Otopsinin korkunç gerçekleri ortaya çıkarmasından mı korkuyorsunuz?

MİT DİNLEYİP, CIA’YE DE DİNLETMİŞ!

Gelelim gerçeklere…

MİT’in Suudi Konsolosluğu’nu istihbari amaçlı takip ettiği, dinleme ve izleme yaptığı artık net.

MİT’in elindeki Kaşıkçı’nın öldürülmesine dair içerideki ses kayıtlarının, CIA uzmanlarına da dinlettirildiğini Washington Post yazdı.

Yani, Suudi Yönetimi tüm dünyanın gözlerine bakıp yalanlarını sıralarken, katliamları kayıt altındaymış…

Sanırım, itiraf etmek zorunda kalmalarında en önemli faktör, Türkiye’nin elindeki bu kayıtlar…

Türkiye’nin, siyasi krizler yaşadığı bir yönetimi sıkıştırmak için, elindeki bilgileri dünya medyasına aralıklarla sızdırıp, konuyu sürekli canlı tutması, Suud Yönetimi’nin cinayeti itirafını sağladı.

Ankara’nın olayın aydınlatılmasına dair bu iradesi olmasaydı, üstü örtülebilirdi ve bu derece büyük krize dönüşmesi söz konusu olmazdı…

DÖNDÜREMEYİNCE ÖLDÜRÜYORLAR!

Suud istihbaratı planlı bir operasyon gerçekleştiriyor.

Önce Kaşıkçı, kendisini kaçırmanın zor olduğu Washington’dan İstanbul’a yönlendiriliyor.

Ardından, içeride operasyon için hazırlıklar tamamlanıyor ve davet ediliyor.

Konsolosluğa gelince de, kendisine ‘itibar ve saygı’ göstergesi olarak Konsolos’un ikinci kattaki odasına alınıyor.

İçeri girdiğinde, zaten ne görev yaptıklarını bildiği istihbaratçılarla yüz yüze geliyor.

Kaşıkçı, uzun süredir Suudi Arabistan’a döndürülmeye çalışılıyor.

Suud Yönetimi’nin görevden aldığı, Veliaht Prensin Muhammed bin Selman’ın başdanışmanı ‘baştrol’ olarak da bilinen Qahtani, Kaşıkçı’yı Washington’da iken arıyor ve ülkesine dönmeye iknaya etmeye çabalıyor.

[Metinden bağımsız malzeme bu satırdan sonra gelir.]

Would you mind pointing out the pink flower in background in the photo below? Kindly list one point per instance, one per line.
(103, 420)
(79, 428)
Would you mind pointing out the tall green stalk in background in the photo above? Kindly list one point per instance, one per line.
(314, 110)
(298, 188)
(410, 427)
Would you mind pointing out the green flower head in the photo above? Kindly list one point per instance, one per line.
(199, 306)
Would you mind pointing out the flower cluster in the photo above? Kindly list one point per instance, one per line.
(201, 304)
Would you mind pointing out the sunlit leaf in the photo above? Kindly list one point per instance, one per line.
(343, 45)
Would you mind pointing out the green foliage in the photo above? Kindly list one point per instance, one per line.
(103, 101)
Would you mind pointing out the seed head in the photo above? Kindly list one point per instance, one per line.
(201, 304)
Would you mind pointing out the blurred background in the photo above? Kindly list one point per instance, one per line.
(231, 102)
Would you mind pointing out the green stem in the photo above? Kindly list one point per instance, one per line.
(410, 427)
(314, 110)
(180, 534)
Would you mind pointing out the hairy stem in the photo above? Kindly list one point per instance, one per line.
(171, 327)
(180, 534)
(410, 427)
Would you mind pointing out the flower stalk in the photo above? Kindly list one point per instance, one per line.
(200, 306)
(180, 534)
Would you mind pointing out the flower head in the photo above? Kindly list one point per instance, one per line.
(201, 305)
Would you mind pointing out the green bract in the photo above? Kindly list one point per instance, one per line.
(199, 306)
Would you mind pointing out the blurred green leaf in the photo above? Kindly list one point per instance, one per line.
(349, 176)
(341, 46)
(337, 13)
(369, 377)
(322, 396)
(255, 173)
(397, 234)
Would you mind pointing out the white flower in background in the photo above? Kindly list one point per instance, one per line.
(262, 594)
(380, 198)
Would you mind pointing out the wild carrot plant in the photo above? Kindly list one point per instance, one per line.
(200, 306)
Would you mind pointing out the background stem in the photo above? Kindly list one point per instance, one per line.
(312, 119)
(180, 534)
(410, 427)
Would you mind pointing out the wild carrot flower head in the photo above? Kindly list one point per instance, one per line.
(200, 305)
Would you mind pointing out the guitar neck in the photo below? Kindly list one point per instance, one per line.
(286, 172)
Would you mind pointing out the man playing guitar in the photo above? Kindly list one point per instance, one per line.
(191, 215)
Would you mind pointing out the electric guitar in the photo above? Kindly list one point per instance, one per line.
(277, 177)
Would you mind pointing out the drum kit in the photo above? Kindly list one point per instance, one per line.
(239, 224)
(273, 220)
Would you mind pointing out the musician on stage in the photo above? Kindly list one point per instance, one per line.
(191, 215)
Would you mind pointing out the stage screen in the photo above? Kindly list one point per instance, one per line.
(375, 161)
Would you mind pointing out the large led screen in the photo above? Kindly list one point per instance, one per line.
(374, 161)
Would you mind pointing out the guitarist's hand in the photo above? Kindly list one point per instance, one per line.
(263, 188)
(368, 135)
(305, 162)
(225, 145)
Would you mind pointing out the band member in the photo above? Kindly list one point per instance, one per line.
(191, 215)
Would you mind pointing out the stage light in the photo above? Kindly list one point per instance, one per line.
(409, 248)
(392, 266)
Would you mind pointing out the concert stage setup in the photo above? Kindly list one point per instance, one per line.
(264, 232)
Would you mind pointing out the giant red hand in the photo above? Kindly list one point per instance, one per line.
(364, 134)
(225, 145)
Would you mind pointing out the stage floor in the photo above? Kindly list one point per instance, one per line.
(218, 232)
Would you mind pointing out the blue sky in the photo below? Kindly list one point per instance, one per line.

Başka isimler de Kaşıkçı’yı geri döndürmek için girişimde bulunuyor.

Sanırım, Kaşıkçı’nın Kraliyet Ailesi’ne yönelik muhalif çalışmaları içerisinde yer almasından ciddi kaygı duyuluyor.

Kaşıkçı’nın Saray’ın trol ordusuna karşı, doğruları yazacak bir sosyal medya çalışmasına ‘bees-arılar’ maddi destek de verdiği, ‘bees’ hakkında tweet attığı belirtiliyor.

Sonuçta, Suudi rejimini çok iyi bilen bu ismi geri döndürmek, gözetim altında tutmak, belki de hapsetmek istiyor…

Konsolosluk’taki istihbarat ekibi, Kaşıkçı’yı Suudi Arabistan’a kaçırmaya gelmiş görünüyor.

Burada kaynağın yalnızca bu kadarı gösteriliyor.